Lacedelli, antieroe nella leggenda
"Noi dovevamo essere preparati all’ignoto. Nessuno ci aveva preceduti"
Lino Lacedelli
In questo 2009 infausto per la gente di montagna (il Broad Peak si è preso Cristina Castagna, il Langtang Lirung lo sloveno Tomaz Humar, per non dire dei tanti nomi sconosciuti ai più), se ne vanno anche le antiche leggende. Riccardo Cassin si è spento in una serena vecchiaia, a cent’anni compiuti, Achille Compagnoni ne aveva 94 quando se ne è andato per sempre, nel maggio scorso.
Ora lassù lo ha raggiunto Lino Lacedelli, che con lui fu il primo a raggiungere la cima del K2, nel 1954. Un "eroe italiano", non per scelta, col suo carattere schivo e mai incline al protagonismo. Per necessità, semmai, di un’Italia che aveva bisogno di eroi. Che, uscita malconcia da una brutta guerra, ancora cercava grandi gesta e grandi uomini a cui aggrapparsi per uscire dal dolore, dai ricordi. Per lasciarsi tutto alle spalle.
La televisione era arrivata il 3 gennaio di quell’anno, Lacedelli e Compagnoni arrivarono sul secondo Ottomila del mondo il 31 luglio. E fu uno degli ultimi grandi eventi che alimentarono la fantasia popolare con le parole e l’enfasi, più ancora che con le immagini.
Troppa, probabilmente. Come del resto richiedeva una spedizione organizzata con direttive e gerarchie "militari", che non svelò immediatamente i nomi dei due conquistatori, perché quella doveva essere una vittoria italiana. Di tutta l’Italia. Anche per questo si decise di tirare una riga sopra una presenza fondamentale, sul lavoro sotto la cima di Walter Bonatti e dello sherpa Mahdi, su quel loro bivacco ad altissima quota, senza riparo né materiale adatto (nel ’54!), senza tenda né ossigeno, su quanto videro da vicino la fine. E ci sono voluti la tenacia, la magnifica testardaggine, l’onestà e il rigore intellettuale di Bonatti, un grande italiano, per rimettere a posto la storia. Il suo lavoro, alla fine, è stato riconosciuto ufficialmente dalla revisione dei saggi del Cai, arrivata con oltre mezzo secolo di ritardo a spazzare via tutto, omissioni, versioni errate, imbarazzati silenzi.

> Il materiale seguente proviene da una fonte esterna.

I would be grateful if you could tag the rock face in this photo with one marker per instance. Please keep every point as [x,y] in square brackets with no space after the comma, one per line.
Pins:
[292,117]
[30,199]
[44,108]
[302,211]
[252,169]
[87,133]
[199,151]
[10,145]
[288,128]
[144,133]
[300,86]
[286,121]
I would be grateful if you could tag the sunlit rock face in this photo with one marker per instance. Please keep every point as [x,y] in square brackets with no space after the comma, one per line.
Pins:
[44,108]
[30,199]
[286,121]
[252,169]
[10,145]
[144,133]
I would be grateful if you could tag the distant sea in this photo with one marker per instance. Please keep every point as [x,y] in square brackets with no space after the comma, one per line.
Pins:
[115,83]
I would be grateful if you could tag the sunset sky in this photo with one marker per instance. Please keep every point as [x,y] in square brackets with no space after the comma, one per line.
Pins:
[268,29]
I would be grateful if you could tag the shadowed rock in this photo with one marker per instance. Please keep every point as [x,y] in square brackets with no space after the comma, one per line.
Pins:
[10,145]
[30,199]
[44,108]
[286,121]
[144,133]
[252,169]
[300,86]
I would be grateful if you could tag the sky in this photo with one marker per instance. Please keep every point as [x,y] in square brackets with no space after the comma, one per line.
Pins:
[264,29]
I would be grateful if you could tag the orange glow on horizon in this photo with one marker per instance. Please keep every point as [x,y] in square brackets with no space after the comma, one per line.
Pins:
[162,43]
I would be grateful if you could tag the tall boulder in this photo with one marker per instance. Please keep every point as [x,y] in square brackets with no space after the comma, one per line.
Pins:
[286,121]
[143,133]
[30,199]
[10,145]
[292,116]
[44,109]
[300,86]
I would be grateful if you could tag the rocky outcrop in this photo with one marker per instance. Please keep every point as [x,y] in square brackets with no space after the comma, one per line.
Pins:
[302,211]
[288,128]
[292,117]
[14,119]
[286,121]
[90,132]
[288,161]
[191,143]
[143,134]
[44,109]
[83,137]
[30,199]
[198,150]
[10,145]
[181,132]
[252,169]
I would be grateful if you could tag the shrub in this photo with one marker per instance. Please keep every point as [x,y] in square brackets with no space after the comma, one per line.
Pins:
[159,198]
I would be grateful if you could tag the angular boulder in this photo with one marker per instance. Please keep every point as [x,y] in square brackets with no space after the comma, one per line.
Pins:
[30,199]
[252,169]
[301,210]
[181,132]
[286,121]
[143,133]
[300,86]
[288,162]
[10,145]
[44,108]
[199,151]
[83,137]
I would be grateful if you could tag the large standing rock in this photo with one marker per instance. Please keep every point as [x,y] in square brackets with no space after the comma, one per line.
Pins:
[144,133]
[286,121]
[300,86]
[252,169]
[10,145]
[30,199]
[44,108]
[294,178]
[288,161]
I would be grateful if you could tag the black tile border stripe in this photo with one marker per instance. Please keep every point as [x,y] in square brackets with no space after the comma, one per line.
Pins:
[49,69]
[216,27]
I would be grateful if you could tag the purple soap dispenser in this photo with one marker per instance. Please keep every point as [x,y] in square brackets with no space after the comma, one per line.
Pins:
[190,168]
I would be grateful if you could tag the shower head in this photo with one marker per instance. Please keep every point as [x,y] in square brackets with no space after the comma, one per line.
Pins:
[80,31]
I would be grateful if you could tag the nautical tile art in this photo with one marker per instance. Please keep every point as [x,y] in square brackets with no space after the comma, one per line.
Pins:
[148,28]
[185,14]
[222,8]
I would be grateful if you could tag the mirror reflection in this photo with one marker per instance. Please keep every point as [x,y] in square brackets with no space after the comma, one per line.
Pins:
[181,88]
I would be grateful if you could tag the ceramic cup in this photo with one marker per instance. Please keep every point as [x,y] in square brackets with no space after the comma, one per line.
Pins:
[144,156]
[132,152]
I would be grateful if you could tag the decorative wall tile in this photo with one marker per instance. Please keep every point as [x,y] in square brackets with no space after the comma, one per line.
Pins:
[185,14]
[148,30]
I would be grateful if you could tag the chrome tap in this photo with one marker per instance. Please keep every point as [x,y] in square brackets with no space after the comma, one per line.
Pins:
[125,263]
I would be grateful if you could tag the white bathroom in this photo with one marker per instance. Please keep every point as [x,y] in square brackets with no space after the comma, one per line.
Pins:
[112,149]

Intanto, però, Lino Lacedelli si era tolto di dosso il suo peso. Nel 2004, proprio nell’anno del cinquantenario, aveva pubblicato un libro-intervista, "K2, il prezzo della conquista". E questo diceva, in quella lunga e bella confessione: di quanto costa una conquista che serve a un’intera nazione, di quello che si può e non si può dire, anche se si vorrebbe farlo. Soprattutto, Lacedelli diceva in quelle pagine che Bonatti aveva e ha ragione, nella sua spasmodica ricerca della verità durata una vita intera. Sotto questo aspetto, quel successo è costato a tutti: amicizie distrutte, venti impetuosi di polemica, uomini contro. Lacedelli ha detto la sua verità, con quel libro: c’è voluto tempo, ma il peso sulle spalle e nell’anima era immenso. E quando si parla per riaggiustare le cose, non è mai troppo tardi.
Il K2 si è preso questo cortinese solido come la roccia, l’ha inglobato nella sua leggenda. Lacedelli l’antieroe, che già tante imprese aveva fatto sulle sue montagne, fin dal ’47, in quella spedizione himalaiana aveva lavorato con entusiasmo, senza risparmiarsi, proprio come Bonatti. Desio aveva probabilmente un altro progetto in mente: il designato, per lui, era Compagnoni. L’evolversi della situazione, negli ultimi giorni prima dell’assalto, sembrava favorire Erich Abram. Lino saliva, scendeva, si prodigava. In forma splendida. Il destino decise che sarebbe toccato a lui. Facendo dell’antieroe una leggenda. E lui, con quell’ultima testimonianza dopo mezzo secolo di silenzio, vissuto lontano dai riflettori e nell’amarezza della polemica, ha fatto una scelta di coraggio. Da uomo onesto.